Call me old school but I like a newspaper. I mean a real, printed on rolled news stock with ink that comes off on your fingers newspaper. Once in a while I do read a paper online, particularly if I’m traveling and want to check the news back home, but there is nothing like the feel of sitting down in and spreading out a good old fashioned newspaper and spending however much time you can devouring the stories.

One of the newspapers I have come to enjoy over the years is a Chicago publication named StreetWise. StreetWise is more of a social enterprise designed to help impoverished people out of poverty than it is a commercial newspaper. It is published weekly as a general interest newspaper with a gritty “from the streets perspective” to give insight to its readers on what’s really going on in Chicago.

Streetwise was first published in 1992. Judd Lofchie found a practical solution to the crisis of homelessness in Chicago. The idea was simple: give homeless individuals a chance to regain personal dignity and help themselves by selling a newspaper to earn an income rather than beg. More than 350 homeless individuals purchased and sold more than 60,000 issues of StreetWise within the first five weeks! Just like that Chicago joined the street paper movement.

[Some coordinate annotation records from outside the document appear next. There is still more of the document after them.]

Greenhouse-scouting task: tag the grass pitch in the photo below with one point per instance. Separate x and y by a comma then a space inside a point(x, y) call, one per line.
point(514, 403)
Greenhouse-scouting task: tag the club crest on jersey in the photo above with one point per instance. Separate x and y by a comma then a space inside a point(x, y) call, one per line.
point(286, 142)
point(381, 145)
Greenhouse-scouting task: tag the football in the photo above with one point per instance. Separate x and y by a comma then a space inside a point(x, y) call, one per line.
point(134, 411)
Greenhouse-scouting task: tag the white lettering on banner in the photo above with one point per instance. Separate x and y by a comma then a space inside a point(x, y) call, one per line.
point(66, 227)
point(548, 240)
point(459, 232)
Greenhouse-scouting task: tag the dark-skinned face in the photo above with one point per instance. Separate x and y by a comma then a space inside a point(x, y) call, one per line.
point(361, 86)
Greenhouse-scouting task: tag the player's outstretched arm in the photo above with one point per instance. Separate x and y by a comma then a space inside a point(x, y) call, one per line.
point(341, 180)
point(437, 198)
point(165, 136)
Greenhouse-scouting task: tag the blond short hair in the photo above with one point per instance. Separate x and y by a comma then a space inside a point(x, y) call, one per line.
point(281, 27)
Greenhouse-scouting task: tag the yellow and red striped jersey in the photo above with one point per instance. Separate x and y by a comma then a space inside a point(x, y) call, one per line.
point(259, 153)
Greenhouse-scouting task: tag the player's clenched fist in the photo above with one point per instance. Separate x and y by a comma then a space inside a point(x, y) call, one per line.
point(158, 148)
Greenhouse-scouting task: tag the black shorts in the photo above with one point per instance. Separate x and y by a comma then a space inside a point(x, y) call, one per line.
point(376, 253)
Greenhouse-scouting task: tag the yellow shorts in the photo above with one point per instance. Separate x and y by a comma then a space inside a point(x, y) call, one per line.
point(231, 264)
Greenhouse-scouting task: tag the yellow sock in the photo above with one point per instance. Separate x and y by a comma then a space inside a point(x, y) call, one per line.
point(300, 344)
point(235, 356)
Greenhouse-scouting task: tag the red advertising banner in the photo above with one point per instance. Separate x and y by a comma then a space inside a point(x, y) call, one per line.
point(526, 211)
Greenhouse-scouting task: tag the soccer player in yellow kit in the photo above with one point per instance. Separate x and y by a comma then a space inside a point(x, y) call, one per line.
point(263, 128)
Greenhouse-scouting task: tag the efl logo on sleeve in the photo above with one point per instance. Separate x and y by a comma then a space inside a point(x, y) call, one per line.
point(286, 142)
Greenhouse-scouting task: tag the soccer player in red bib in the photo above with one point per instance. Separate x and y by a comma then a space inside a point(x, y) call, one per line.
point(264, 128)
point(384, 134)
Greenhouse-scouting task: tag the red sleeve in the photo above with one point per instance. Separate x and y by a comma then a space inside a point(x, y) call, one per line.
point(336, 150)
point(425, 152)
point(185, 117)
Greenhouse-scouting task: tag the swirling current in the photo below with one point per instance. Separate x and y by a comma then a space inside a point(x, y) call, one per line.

The way StreetWise operates is pretty simple. Vendors, as they are referred to, stand on street corners, train platforms, or anywhere out of the rain and sell for one dollar a 12-page newspaper. It’s not very glitzy and I don’t think I’ve ever seen a model posing for anything in one of the ads

But what it does represent is a vehicle that empowers people to earn money in a way that would otherwise not be available to them and gain a little dignity in the process.

The vendors are, by and large, people that have had a bad run of luck and need a helping hand. Some of the vendors have been homeless. Some of them have lost everything including their families to a variety of misfortunes. The why is not nearly as important as the what and in this case the what is that fact that these people need a little help.

My vendor is Standard Mitchell. I met Standard about 10 years ago because he is faithful about being on post just outside the Metra La Salle Street Station. Standard is 53 years old and graduated from Marshall High School in Chicago. He studied accounting at Wright Junior College, which is not part of the City Colleges of Chicago. He worked for a shoe store company that went out of business in the early 80s and then had to settle for an assembly line job, making televisions. In the late 80s, that job was outsourced to another country and Standard found himself without a job and soon thereafter, a family. His wife divorced him and that’s when Standard’s life hit the proverbial fan.

Standard and I became friends almost immediately. I call him Mr. Mitchell and he calls J. I like that, kind of makes me feel hip, of course saying hip puts me right back in the goof-ball category but you get the point.

I don’t travel into Chicago as much as I used to and when I do, rarely take the train. But on those occasions when I take the Rock Island into La Salle Street Station, I still look for my old friend and applaud his efforts to keep newspapers alive.